The Rev Rex Hancock, born 9 May 1928, died 18 September 2012.
Scion of a brewing family who combined a career as a country parson with a passion for horses and hounds.
The Reverend Rex Hancock, who died aged 84, was fond of saying: “The Church, the cavalry and the chase are my three loves – but I never know in which order.”
In the spring of 2012, the Devon and Somerset Staghounds, of which Hancock’s parents had been masters in the Thirties and Forties, gave a special meet at Larkbarrow Corner to celebrate his 50 years in Holy Orders.
It was attended by the masters, 200 followers, and clergy from the hunting St Hubertus Club of interdenominational clerics, of which he was a lifelong member. Hancock blessed the hounds on this occasion, as he did often.
In 2003, when the BBC television series A Country Parish visited Wiltshire, the incumbent vicar Jamie Allen declined to bless the hounds on the orders of the bishop. It was Hancock who stepped into the breach.
On another occasion, Hancock was called before George Carey, later Archbishop of Canterbury but then Bishop of Bath and Wells, after being overheard using intemperate language. “I got off lightly,” recalled Hancock. “After all, we had been at the same crammers together.”

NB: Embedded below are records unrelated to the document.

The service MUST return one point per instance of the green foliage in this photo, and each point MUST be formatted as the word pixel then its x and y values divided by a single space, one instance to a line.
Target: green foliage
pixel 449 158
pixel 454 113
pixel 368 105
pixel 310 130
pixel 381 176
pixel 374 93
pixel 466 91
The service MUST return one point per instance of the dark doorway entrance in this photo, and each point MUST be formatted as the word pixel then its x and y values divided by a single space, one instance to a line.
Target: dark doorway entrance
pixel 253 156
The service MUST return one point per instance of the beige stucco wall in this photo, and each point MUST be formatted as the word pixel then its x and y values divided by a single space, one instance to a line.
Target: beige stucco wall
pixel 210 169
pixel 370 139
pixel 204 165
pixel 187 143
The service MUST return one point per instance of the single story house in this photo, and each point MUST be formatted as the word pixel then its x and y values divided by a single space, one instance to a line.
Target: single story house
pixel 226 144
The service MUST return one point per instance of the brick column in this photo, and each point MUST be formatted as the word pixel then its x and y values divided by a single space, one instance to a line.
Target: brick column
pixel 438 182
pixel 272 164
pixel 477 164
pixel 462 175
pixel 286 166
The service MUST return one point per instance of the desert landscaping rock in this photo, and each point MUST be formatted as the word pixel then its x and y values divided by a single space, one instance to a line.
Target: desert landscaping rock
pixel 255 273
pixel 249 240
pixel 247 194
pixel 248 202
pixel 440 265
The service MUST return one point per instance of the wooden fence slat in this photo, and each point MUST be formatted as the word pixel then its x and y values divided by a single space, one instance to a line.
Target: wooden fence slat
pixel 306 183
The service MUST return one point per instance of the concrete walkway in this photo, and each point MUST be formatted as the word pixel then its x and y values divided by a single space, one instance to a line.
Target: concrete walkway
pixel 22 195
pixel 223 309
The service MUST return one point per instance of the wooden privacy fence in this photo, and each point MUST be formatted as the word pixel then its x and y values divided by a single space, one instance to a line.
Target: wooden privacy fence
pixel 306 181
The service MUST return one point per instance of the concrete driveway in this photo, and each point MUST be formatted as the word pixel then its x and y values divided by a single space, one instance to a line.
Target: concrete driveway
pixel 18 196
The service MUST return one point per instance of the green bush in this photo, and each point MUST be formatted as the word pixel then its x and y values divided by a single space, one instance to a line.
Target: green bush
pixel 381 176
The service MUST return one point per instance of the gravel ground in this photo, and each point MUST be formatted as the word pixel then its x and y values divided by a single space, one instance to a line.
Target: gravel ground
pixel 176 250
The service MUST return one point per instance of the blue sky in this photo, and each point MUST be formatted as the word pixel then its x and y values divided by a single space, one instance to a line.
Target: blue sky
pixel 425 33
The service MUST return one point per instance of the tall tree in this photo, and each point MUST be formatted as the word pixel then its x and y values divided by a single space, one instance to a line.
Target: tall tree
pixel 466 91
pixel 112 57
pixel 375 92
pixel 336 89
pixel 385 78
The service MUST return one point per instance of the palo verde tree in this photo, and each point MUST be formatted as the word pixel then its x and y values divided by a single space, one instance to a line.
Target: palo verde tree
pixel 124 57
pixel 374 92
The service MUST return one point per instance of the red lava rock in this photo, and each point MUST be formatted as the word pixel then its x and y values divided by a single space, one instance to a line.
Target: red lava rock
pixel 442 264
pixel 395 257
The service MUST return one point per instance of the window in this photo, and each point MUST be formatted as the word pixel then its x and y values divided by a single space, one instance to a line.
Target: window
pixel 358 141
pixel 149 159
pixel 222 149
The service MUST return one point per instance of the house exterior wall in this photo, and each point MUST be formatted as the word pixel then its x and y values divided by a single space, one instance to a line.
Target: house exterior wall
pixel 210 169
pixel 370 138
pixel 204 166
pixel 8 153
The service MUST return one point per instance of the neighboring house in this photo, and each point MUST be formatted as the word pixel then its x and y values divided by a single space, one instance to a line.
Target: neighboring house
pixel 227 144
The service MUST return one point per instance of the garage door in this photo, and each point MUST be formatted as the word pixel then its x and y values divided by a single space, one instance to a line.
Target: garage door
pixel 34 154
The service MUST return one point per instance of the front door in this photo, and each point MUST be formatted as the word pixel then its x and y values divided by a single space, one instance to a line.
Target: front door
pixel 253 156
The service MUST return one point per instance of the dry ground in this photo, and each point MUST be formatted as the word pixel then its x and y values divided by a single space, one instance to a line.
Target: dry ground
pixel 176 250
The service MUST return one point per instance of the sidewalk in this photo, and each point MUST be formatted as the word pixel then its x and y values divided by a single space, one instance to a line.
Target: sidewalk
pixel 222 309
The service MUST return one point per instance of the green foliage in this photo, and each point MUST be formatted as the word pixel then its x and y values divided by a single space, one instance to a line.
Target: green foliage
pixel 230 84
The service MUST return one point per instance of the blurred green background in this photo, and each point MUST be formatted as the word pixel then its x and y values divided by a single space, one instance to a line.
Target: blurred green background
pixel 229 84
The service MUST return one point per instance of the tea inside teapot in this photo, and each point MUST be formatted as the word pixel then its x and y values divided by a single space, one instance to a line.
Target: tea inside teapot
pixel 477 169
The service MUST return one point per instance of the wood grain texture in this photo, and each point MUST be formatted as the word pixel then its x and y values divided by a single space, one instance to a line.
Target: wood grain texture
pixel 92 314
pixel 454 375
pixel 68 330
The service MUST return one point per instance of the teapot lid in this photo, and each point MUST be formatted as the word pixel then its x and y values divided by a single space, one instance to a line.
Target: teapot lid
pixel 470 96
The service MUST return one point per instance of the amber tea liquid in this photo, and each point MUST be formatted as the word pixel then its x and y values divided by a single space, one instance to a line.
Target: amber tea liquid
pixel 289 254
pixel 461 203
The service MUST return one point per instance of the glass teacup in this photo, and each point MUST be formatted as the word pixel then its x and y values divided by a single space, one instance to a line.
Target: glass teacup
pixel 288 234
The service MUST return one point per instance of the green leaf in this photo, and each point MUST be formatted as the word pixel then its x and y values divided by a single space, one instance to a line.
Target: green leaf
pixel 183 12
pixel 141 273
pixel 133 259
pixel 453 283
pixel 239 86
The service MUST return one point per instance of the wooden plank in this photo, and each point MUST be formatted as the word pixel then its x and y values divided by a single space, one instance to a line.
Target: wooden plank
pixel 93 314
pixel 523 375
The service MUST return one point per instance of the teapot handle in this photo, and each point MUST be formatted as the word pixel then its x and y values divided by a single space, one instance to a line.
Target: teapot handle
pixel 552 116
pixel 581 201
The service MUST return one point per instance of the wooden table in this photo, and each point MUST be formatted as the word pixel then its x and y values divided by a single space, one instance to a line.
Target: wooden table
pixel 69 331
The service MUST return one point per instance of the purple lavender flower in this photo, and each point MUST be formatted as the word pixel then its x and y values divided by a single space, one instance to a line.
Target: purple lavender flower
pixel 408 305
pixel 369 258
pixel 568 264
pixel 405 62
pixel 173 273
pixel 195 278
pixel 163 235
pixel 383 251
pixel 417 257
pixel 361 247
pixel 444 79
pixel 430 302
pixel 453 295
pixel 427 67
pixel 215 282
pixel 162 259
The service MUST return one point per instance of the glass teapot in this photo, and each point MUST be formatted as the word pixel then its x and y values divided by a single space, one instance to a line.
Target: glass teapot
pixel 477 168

Reginald Legassicke Hancock (always known as Rex) was born on May 9, 1928 at Norton Fitzwarren in Somerset. The family later moved to Rhyll Manor, near Dulverton. During the war, the hounds were looked after by his mother and two other redoubtable Exmoor ladies (“If they had been men, they would have been generals,” Hancock said).
Educated at Winchester, he went on to Trinity College, Cambridge, where he read History and was master of the Trinity Foot Beagles; he used to say that he had “a first-class degree in kennel management”.
His kennel huntsman there was Robert Foreman Gloate, Foreman after his father’s favourite hound. It was a habit Hancock would continue at christenings, and when parishioners could not think of a name for their child he would get out the Foxhound Kennel Studbook.
In the early 19th century Hancock’s family had established, at Wiveliscombe, the largest brewery in the south-west, and Rex was a bachelor of independent means. He was ordained in 1960, and for two years served as curate of Christ Church, north Finchley.
One of his mentors was the controversial Bishop of Woolwich and author of Honest to God, John Robinson, who instilled in him the belief that if God was not “up there” at least he was “outthere”. “Hunting has got nothing to do with the law,” Hancock once said. “We hunt fox and deer by the Grace of God.”
In August 1963 Rex was commissioned as a Chaplain to the Forces (CF), where he spent the next 20 years with spells as Padre to many of our Regiments throughout the UK, BAOR, Cyprus, Sharjah and Bahrain.
He was padre with the The Queen’s Own Hussars and the Queen’s Royal Irish Hussars before their amalgamation in 1993.
Stationed in Northern Ireland in the late 1960s, he managed to get several days’ leave to hunt with the Galway Blazers, then under the mastership of Captain Brian Fanshawe, Roman Catholic clerics whom he met on the hunting field delivered the verdict: “He rides quite well for a Protestant.”
In 1982 Hancock began 11 years as rector of Quantox Head and seven parishes on Exmoor. He was much in demand to give funeral addresses, some people even writing into their wills that he should be selected for the task.
To the end of his life Hancock followed the staghounds, the Exmoor foxhounds and the Minehead harriers. His riding career came to an end at the age of 72 when he broke his ankle while conducting a funeral. “You got away this time, but I’ll get ‘e in the end.” The undertaker told him at the time.
Hancock was generous with both his time and his home, Stowleys, near Watchet; every year the Watchet Town Brass Band performed in his four-acre garden to raise funds for charity. His favourite flowers were his old English roses, and his favourite songs the theme tunes to Aces High and The Dam Busters. He took much pleasure in conducting the Band for the Dam Busters.
At his own expense, Hancock restored the pretty Exmoor church at Lilstock St Andrew, and it had been his intention to be buried there. Shortly before he died, however, he changed his mind and decided to be buried in Porlock, on what was to be the 51st anniversary of his ordination. “I want to be amongst my friends,” he said.